To be a physicist, you need a great deal of mathematical intuition. It's more useful to be able to intuit whether something is true (and the conditions under which it holds) based on some rough sketch of a method or some toy model than know the formal proof, which often solves the problem in a direction that isn't very helpful in making constructive use of a theorem. The reason being the primary skill of a scientist is to know what hunches are worth turning into research projects quickly; if you need a theorem later the proof can be found in a textbook, journal, or farmed out to the math department. To obtain this intuition it's sometimes useful to put some time into learning the mathematics, since if you don't know anything you obviously will have very bad educated guesses, but knowing the proofs is in no way essential. I'd shy away from heavy mathematical treatments in favor of model-based treatments, like those found in mathematical methods texts for the physical sciences. To be clear though, this is my own opinion, there are lots of physicists who think knowing the proofs are really important to them, though I'd posit that when they're using them they're really being mathematicians as well as physicists.

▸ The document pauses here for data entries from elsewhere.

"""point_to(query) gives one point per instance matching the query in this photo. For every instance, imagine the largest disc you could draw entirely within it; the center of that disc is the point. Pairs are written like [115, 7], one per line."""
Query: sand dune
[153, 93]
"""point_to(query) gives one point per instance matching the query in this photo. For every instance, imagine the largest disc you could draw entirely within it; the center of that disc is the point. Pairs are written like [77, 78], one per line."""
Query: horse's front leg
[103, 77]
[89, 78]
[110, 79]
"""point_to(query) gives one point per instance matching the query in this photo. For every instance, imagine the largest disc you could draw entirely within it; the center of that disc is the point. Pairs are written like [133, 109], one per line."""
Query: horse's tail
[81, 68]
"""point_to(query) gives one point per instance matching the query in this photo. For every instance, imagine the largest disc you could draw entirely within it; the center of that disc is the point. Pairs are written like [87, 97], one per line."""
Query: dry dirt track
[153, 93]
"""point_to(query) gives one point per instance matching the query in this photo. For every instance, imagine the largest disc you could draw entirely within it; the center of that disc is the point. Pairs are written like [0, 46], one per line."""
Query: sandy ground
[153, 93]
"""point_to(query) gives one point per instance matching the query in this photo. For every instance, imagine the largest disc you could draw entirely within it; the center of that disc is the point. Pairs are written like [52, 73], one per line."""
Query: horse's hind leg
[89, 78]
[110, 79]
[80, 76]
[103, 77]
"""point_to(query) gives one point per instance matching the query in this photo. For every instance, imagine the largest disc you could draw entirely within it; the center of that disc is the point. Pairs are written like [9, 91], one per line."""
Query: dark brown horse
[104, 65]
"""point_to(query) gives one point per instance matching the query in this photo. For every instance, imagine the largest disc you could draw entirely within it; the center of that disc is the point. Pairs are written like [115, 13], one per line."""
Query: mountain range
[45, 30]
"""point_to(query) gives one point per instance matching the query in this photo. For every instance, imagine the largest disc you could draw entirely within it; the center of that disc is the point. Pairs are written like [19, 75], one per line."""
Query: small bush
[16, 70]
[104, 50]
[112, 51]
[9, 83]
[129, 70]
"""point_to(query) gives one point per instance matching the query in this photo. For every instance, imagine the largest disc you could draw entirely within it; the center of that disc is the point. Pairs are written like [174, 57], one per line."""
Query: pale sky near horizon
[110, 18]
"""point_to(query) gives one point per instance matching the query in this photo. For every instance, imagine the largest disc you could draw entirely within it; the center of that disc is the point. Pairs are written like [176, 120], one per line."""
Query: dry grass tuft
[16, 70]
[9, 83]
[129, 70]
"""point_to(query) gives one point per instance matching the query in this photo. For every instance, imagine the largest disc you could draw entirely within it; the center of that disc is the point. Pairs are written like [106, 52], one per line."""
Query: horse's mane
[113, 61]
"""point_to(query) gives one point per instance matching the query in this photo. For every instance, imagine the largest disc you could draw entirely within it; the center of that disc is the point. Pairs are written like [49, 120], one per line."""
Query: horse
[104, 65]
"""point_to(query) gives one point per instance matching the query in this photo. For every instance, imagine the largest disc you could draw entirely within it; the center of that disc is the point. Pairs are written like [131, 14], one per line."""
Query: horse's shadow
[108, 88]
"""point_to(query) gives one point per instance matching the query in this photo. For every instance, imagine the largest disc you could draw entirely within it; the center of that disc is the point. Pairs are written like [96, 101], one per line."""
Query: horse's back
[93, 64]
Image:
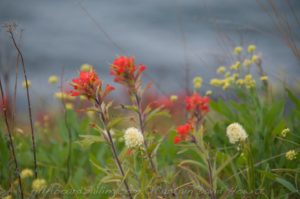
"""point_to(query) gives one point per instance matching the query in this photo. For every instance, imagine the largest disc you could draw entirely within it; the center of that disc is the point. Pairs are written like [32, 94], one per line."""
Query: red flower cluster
[89, 84]
[125, 70]
[197, 103]
[182, 133]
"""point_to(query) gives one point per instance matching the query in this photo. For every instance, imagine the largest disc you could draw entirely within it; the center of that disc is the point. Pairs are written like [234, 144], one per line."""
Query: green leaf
[293, 98]
[286, 184]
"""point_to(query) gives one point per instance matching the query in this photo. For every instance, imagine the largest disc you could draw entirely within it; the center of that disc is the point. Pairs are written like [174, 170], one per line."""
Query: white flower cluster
[133, 138]
[236, 133]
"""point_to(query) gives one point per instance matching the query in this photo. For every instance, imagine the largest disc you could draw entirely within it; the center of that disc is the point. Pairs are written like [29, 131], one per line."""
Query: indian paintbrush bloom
[197, 103]
[284, 132]
[89, 84]
[182, 133]
[236, 133]
[26, 173]
[133, 138]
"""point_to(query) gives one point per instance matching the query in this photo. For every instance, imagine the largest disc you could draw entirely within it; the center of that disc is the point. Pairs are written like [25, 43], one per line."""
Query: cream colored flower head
[133, 138]
[236, 133]
[291, 155]
[53, 79]
[26, 173]
[39, 184]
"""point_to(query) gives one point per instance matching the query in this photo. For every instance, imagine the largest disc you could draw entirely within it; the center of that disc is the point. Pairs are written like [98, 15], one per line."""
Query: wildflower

An example of what I mean here I always give is the idea of completeness of a basis in spectral theory. Almost all analytical physics rests on Fourier analysis--any function can be broken into a sum of sines and cosines of different wavelengths of varying amplitudes (fourier coefficients). The proof that you only need sines and cosines (and a rigorous accounting of the conditions) requires at least half a year of graduate-level analysis, a re-definition of the integral, introduction of abstract topological spaces, Sturm-Louisville theory, and Green's functions, but all a physicist need know is this:
We know it works for many functions, since we've tried it many times and get plots that look exactly the same. Let's thing about the general case. Large wavelengths capture large-scale fluctuations. Small wavelengths capture small-scale fluctuations. If we first fit the general shape of a function using large wavelengths, we should be able to correct for local inconguencies by using small wavelengths, regardless of the shape of the function (we know from example it works for functions that don't look even close to sine waves, so there's no reason to suspect this wouldn't be true). There might be an issue if the function changes its value too quickly--that is, has a large slope. Large slopes mean a large derivative, so we probably need a condition on the derivative. Since we can go as small as we want on the wavelengths, that condition is probably only that the derivative doesn't become infinite--in other words, that the derivative exists at every point. If the derivative doesn't exist somewhere, we're probably ok unless we get very close, since everywhere else around that point the function behaves totally fine. Since again we can go as small as we want on wavelengths, it seems reasonable to suppose that we can trust the fourier transform except exactly at the point where the derivative becomes singular--that is, if we cut off our function before the singular derivative, we should be totally fine.
That argument is piss-poor, and any mathematician who reads it will be outraged (rightfully, if I were calling it a proof), but it gives motivation to, and intuition for, the methods of Fourier analysis and the main conditions upon the fourier transform existing, which is all you really need to use it.